St
Paul apareció entre la bruma, con sus torres blanquecinas tratando de desgarrar
la densa blancura que cubría la ciudad aquella mañana de septiembre. Roman se atusó el traje y golpeo el bombín
con dos dedos, como solía hacer cada vez que estaba nervioso. Se había detenido
en el centro de la plaza tratando de descubrir el final del campanario. Cuando
lo vio llegar, con su uniforme de infantería, le siguió con la mirada hasta que
entró en el templo y, entonces, se dirigió al interior.
Apretó
el paquete en el que guardaba los crisantemos que había comprado aquella misma
mañana. Se adentró en la catedral y la magnificencia de la iglesia le hizo
sentir pequeño. Siempre tenía esa sensación cuando entraba en la casa de Dios:
observado por el Creador, sabía que reprochaba sus actos y le señalaba con su
dedo acusador. Pero algo en su interior se resistía a quebrarse y le empujaba a
seguir con su labor.
Se
apoyó en una de las columnas que separaban la nave central de la lateral, por
la derecha.
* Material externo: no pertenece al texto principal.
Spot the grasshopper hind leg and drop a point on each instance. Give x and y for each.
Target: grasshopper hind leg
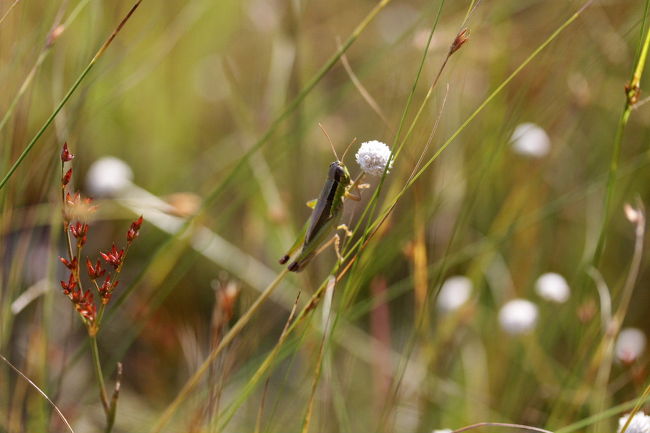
(299, 264)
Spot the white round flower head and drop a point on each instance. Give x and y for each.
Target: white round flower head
(640, 423)
(455, 291)
(630, 344)
(528, 139)
(108, 176)
(518, 316)
(552, 287)
(373, 156)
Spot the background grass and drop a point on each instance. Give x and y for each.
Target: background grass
(188, 88)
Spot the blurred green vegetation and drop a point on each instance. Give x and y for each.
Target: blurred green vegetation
(189, 87)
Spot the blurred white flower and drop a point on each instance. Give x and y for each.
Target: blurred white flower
(518, 316)
(630, 344)
(552, 287)
(528, 139)
(455, 291)
(640, 423)
(108, 176)
(373, 156)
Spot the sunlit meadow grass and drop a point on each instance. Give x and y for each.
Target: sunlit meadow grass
(491, 269)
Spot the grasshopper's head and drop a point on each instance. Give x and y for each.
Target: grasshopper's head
(339, 172)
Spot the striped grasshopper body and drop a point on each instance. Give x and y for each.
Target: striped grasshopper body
(324, 219)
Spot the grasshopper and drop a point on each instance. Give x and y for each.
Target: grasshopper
(316, 235)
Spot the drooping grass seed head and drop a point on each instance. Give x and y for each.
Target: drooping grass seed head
(552, 287)
(108, 176)
(518, 316)
(373, 156)
(530, 140)
(630, 344)
(455, 291)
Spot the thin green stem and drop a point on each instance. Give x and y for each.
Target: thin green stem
(631, 98)
(98, 372)
(227, 339)
(65, 98)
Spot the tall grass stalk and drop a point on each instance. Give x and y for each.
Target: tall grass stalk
(632, 90)
(67, 96)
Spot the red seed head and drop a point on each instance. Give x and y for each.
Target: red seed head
(70, 264)
(461, 38)
(96, 271)
(134, 230)
(114, 257)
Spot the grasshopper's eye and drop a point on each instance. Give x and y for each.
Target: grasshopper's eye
(336, 172)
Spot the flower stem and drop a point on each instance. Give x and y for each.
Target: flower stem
(100, 376)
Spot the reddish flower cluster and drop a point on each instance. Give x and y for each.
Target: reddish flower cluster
(84, 304)
(75, 207)
(79, 231)
(114, 257)
(134, 231)
(106, 290)
(96, 271)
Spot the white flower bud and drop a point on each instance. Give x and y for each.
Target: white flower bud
(552, 287)
(630, 344)
(518, 316)
(640, 423)
(108, 176)
(528, 139)
(373, 156)
(455, 291)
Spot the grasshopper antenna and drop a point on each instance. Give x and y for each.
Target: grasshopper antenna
(329, 139)
(348, 148)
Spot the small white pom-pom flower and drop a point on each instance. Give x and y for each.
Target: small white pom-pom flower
(455, 291)
(630, 344)
(552, 287)
(528, 139)
(518, 316)
(373, 156)
(640, 423)
(108, 176)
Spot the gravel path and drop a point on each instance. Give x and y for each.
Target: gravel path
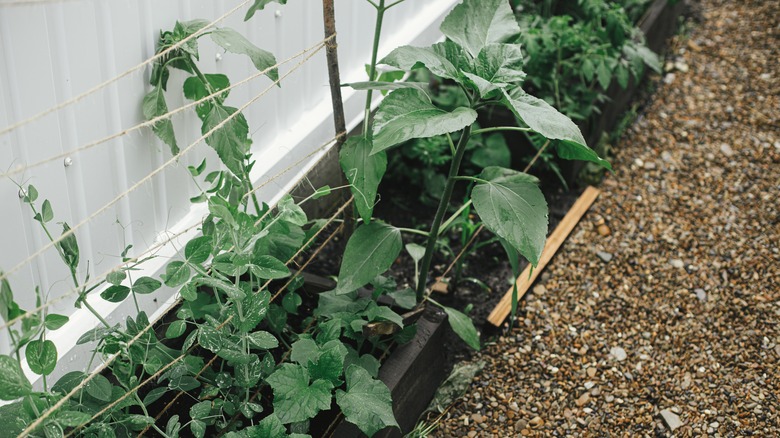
(669, 324)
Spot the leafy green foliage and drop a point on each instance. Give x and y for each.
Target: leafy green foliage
(364, 171)
(512, 206)
(13, 383)
(296, 397)
(408, 113)
(258, 5)
(366, 402)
Disfrutó del coqueteo continúo de mujeres y hombres que, con su
juego de miradas, decían más que con palabras. Pero sus ojos terminaron posados
en el hombre de uniforme, de porte aristocrática. No necesitaba ver la
fotografía coloreada para saber que él era el destino de las flores. Se acercó
lentamente, ni pausado ni rápido, tratando de evitar llamar la atención. Se
sentó tras el militar, susurrando la letanía que su madre le enseñó de niño.
Esperó hasta que la ceremonia terminó y los asistentes comenzaron a levantarse
para buscar al hombre, de riguroso luto, que esperaba junto al féretro abierto.
Se levantó y dejó, descuidadamente, bajo su propio bombín, la caja que portaba
junto al militar que acaba de levantarse para dejar paso a una dama. Lo
conocía, sabía que sería el último en acercarse a mostrar sus respetos a la
familia. Y también conocía su curiosidad.
Pasó
junto a él, ya sin la caja, y se acercó hasta el hombre y le estrechó la mano.
Echó un vistazo al féretro y descubrió el rostro blanquecino de una joven y
hermosa mujer. “La muerte debería ser benévola con las mujeres hermosas”, pensó
mientras rememoraba la suerte que había corrido la mujer a la que amaba, muerta
prematuramente traspasando el compromiso de su matrimonio a Mary, más vieja,
más fea, más antipática.
Recorrió
el camino de vuelta. El militar ya se había levantado. Recogió su bombín y
abandonó la St. Paul. Se sentó en las escalinatas de la iglesia hasta que vio
salir al militar con la caja bajo el brazo. Sonreía animosamente a una joven
hindú, que vestía sus exóticas ropas con elegancia. Aun no había abierto la
caja. Roman río antes de perderse en la niebla.
No
había podido dejar la caja en la iglesia y estaba deseoso por llegar a la casa
y ver que había en su interior. Le gustaban aquellos juegos con los que hombres
aburridos en la paz repartían presentes por la ciudad. ¿Qué sería esta vez?
¿una figura traída de la India?¿un fruto seco traído de América? ¿alguna piedra
africana?... Abrió la caja, ojeó el crisantemo, y se tez se torno blanca como
la niebla que continuaba arrastrándose por Londres.